I know in the weekly competitions here, the rules say that you can only inspect with your feet. But the WCA is more official, and I might be going to a comp soon and compete in feet. Also, in the few feet world record videos I've seen, the competitor inspects with feet. I'm assuming world record holders know what they are doing, so I'm assuming that I'm missing something really obvious unless I really can inspect with both hands during official feet solves?


----------



## Ronxu (Jul 15, 2016)

D1b) During the attempt, the competitor must use only their feet and the surface to manipulate the puzzle. Penalty: disqualification of the attempt (DNF).


----------



## AlphaSheep (Jul 15, 2016)

Ronxu said:


> D1b) During the *attempt*, the competitor must use only their feet and the surface to manipulate the puzzle. Penalty: disqualification of the attempt (DNF).

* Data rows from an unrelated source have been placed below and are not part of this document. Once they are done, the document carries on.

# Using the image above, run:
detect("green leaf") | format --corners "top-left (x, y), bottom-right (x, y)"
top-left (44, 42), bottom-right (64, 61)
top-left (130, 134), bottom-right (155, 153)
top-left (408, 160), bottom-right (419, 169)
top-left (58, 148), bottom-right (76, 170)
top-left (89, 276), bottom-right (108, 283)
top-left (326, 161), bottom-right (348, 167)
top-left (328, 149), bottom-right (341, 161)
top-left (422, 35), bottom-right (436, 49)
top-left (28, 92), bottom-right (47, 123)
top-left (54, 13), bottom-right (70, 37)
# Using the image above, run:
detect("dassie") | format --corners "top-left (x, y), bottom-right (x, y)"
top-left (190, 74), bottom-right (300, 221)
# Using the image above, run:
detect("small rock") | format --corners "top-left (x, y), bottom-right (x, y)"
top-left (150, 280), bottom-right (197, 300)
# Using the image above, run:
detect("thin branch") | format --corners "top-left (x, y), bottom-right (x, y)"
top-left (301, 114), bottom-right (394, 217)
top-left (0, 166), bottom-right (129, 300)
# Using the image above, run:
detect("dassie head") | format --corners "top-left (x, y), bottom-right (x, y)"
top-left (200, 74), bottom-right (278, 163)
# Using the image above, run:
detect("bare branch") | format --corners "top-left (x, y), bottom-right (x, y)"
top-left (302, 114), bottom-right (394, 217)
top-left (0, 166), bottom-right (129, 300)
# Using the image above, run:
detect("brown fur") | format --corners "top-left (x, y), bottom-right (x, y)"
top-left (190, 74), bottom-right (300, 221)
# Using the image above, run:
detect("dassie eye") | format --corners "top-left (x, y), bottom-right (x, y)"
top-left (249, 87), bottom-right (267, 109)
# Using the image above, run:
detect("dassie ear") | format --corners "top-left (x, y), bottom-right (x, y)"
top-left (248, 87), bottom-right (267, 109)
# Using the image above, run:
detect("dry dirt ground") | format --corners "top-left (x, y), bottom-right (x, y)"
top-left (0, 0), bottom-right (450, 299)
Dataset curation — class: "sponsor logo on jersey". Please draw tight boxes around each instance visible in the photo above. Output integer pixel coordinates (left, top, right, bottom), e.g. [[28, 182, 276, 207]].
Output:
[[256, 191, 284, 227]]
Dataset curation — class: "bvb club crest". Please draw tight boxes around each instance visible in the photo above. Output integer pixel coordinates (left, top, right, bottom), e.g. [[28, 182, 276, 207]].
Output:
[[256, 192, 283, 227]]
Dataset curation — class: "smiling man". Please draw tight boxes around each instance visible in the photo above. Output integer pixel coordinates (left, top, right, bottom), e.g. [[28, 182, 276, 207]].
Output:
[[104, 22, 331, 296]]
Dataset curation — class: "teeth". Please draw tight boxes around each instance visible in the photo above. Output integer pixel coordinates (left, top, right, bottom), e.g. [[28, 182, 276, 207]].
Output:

Its also important to note that article A states that the attempt starts with inspection (so inspection is included) and ends once you and the judge have both signed the score card.

It's also worth noting the difference between the feet regulations and the one handed regulations:

C1b) During the *solve*, the competitor must use only one hand to touch the puzzle. Penalty: disqualification of the attempt (DNF).

So for OH the restriction is only for the solve, so two hands are allowed in inspection, whereas for feet, you have to use feet for the entire attempt which includes inspection.


----------



## guysensei1 (Jul 15, 2016)

Is there any particular reason why the inspection rules were done with this difference?


----------



## 1973486 (Jul 15, 2016)

guysensei1 said:


> Is there any particular reason why the inspection rules were done with this difference?



OH used to be inspected with one hand.


----------



## GenTheThief (Jul 15, 2016)

Ronxu said:


> D1b) During the attempt, the competitor must use only their feet and the surface to manipulate the puzzle. Penalty: disqualification of the attempt (DNF).





AlphaSheep said:


> Its also important to note that article A states that the attempt starts with inspection (so inspection is included) and ends once you and the judge have both signed the score card.



Ah...
I had seen the part in arcticle D, but I forgot the part in acrticle A.
And, I knew about the OH two hand inspection.
Thanks guys!


----------